As you move forward in your career, colleagues may increasingly turn to you for guidance. This guidance relates to practice, and often what would be the right thing to do. Whether or not you are in that position today, this ought to be a personal aspiration. “Giving back” to the discipline is one reason to do this; to diversify your practice, another. Psychologists who go beyond the specifics of their job experience more satisfaction and are identified as exemplars by their peers. However how do we provide support, and what specific practice(s) might guide this sort of consultation?

Initially, be resolved to the fact that, outside of only a few specific ethical standards, there is not one single best/ exclusive way to manage a problem. Oh, there is the one way you or I might do it, but we ought not delude ourselves that “that way” is the only correct/certified/anointed way to do it.

A second consideration is regression to a loss avoidance bias: to embrace the most conservative, avoidant and self-protective posture possible: a “you don’t want to get in trouble, and I don’t want to give bad advice.” The danger here is that concerns with law and risk management can get in the way of good clinical practice and patients’ best interests.

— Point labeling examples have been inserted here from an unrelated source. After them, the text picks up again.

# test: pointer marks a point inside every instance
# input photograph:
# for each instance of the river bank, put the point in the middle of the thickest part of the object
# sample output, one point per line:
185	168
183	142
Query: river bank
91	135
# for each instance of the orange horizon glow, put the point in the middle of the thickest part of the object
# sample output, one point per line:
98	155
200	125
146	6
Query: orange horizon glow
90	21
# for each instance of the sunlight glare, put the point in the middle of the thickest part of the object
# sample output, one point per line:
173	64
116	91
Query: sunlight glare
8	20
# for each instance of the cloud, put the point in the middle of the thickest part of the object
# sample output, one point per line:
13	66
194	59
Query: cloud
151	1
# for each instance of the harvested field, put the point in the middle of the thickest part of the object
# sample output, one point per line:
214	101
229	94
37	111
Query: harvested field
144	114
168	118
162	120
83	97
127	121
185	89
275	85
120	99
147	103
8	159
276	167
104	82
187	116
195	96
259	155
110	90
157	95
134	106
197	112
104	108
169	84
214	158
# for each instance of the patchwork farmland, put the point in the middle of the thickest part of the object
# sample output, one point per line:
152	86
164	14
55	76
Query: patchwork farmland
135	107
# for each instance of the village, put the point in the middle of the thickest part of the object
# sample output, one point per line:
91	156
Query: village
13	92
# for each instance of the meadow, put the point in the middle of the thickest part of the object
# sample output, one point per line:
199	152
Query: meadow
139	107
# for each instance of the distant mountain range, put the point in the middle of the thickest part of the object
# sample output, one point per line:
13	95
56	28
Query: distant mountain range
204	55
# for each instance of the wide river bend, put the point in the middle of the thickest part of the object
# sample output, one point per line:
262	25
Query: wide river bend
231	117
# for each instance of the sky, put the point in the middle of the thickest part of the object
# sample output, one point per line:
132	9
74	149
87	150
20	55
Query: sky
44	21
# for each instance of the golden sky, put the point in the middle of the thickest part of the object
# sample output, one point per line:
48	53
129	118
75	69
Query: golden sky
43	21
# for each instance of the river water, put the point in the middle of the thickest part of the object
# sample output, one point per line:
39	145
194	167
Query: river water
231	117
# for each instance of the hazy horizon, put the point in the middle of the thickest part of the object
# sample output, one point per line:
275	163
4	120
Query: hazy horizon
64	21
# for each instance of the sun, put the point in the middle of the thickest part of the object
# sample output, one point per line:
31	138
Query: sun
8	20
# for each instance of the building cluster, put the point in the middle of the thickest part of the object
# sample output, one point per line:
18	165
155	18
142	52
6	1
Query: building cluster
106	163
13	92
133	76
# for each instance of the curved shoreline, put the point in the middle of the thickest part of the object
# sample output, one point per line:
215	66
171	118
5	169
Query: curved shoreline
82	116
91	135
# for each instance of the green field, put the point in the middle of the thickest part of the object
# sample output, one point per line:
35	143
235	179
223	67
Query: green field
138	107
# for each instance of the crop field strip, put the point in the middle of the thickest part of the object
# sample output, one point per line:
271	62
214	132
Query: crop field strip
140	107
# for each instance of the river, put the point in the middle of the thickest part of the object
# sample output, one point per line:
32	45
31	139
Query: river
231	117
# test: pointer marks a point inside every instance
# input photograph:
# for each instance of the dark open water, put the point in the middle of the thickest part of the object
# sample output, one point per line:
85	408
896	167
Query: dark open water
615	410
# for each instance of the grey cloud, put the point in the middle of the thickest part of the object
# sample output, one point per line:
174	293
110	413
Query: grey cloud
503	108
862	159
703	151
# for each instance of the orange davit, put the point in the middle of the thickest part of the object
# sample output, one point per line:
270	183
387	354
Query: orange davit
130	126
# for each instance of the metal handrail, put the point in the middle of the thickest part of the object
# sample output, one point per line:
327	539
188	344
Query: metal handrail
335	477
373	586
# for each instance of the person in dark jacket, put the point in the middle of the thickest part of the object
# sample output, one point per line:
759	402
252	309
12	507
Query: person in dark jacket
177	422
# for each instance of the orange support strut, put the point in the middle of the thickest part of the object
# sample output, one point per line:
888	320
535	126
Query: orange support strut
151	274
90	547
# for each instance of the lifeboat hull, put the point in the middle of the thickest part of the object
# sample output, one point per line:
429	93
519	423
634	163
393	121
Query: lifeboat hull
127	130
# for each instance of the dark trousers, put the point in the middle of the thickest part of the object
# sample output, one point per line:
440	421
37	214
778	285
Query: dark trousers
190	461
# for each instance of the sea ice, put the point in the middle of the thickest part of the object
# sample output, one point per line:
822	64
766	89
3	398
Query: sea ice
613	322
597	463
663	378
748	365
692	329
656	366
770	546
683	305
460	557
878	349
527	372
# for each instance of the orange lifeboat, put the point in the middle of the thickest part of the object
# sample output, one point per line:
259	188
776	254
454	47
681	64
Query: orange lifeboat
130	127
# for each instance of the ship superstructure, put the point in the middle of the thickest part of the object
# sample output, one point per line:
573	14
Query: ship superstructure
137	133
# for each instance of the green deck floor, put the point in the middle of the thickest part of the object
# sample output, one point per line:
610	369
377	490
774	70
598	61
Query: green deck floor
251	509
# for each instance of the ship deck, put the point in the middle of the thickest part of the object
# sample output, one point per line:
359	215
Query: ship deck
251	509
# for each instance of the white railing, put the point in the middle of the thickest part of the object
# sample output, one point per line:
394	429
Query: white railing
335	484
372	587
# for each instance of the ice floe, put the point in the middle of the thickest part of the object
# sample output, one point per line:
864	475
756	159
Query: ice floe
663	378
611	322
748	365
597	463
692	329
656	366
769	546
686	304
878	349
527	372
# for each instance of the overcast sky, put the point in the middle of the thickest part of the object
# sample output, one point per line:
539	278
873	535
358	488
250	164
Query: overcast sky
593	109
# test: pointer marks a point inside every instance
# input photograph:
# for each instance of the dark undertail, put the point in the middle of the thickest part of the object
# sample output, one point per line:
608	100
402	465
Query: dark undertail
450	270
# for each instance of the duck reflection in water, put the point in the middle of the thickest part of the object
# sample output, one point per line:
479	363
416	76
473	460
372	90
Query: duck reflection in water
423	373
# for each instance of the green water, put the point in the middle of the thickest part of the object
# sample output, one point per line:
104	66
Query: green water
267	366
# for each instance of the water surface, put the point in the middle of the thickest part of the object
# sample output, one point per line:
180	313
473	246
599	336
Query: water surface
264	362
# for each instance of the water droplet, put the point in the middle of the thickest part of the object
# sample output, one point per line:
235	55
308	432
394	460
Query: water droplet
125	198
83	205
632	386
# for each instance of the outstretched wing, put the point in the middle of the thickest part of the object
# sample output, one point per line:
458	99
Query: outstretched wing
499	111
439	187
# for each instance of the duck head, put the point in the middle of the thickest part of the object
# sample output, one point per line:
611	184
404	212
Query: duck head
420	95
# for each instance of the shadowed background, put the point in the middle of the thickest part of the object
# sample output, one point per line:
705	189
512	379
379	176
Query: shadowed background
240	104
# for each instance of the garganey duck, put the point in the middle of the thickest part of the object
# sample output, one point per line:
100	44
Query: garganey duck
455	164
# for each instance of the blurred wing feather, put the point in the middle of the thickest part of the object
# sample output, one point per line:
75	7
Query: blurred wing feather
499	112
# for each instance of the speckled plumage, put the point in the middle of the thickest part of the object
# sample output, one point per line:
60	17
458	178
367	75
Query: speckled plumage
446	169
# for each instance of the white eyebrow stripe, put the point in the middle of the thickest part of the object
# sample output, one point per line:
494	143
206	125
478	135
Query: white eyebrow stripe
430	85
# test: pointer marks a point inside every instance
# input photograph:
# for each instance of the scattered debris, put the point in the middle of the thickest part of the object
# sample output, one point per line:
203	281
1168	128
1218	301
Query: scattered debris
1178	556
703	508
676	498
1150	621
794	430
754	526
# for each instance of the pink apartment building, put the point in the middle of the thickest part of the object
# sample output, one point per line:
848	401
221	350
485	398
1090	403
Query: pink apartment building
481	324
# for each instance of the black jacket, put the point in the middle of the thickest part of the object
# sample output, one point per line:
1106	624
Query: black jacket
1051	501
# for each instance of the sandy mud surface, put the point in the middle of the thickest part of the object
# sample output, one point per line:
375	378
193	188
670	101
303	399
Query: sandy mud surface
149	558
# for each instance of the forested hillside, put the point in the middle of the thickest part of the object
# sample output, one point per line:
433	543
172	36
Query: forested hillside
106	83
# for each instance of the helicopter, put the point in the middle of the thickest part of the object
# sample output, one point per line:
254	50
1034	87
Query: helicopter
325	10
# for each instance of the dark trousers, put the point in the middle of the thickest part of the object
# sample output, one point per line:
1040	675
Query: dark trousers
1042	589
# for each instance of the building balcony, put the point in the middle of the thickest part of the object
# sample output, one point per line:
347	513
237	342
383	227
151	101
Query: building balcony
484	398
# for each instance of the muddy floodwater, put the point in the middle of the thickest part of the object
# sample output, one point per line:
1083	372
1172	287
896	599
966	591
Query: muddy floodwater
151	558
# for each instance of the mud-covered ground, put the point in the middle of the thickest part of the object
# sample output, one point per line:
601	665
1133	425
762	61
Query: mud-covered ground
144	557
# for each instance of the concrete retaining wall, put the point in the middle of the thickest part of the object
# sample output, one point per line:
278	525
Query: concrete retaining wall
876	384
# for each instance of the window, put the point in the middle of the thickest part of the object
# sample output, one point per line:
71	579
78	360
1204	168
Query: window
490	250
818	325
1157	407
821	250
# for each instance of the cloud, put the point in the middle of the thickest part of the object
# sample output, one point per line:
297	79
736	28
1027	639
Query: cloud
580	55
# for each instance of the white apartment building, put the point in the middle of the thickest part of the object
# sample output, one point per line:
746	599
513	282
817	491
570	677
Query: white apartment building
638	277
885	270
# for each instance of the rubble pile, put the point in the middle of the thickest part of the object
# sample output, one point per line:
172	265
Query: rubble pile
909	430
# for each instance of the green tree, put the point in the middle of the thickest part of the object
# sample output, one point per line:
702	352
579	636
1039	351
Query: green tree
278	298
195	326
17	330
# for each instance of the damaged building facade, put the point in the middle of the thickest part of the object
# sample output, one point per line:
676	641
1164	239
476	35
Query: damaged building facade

In contrast to such a “too cold” response however, is the “too hot” response where divergent, creative, and more elaborate response is unduly explored and amplified. In fact, what is “too hot” and “too cold” shake hands when they go full circle.

A colleague reported they had been contacted by a combative litigious parent. The colleague was going to engage a lawyer, contact the college preemptively to have them on board should a complaint come in, and only communicate with the patient with a colleague in (any) room or on any phone call. After, the patient agreed to such terms sent out in an email.

Finally, effective ethics consult is the same that defines effective treatment: appreciation of the status of the recipient of our services. This sense of the pre-disposition of the patient or colleague sets the parameters of consult (see Prochaska). Is my colleague more risk avoidant? Do they situate themselves through experience or predisposition in a more restrictive or expansive frame? Are they seeking to embrace the challenge or run from it? What actions have they taken? Time, patience, good listening, reflective/deliberate effort is required. (Infomercial: listen to my podcast on empathy.)

There is an old saying that the audience “makes” the speech and so too does the recipient of our services–be it a patient or a colleague–tell us what we have said, or can say, or should say. In the Polynesian culture this is called Lokahi: To be the right person, at the right time, in the right way, for the right people, for the right reasons.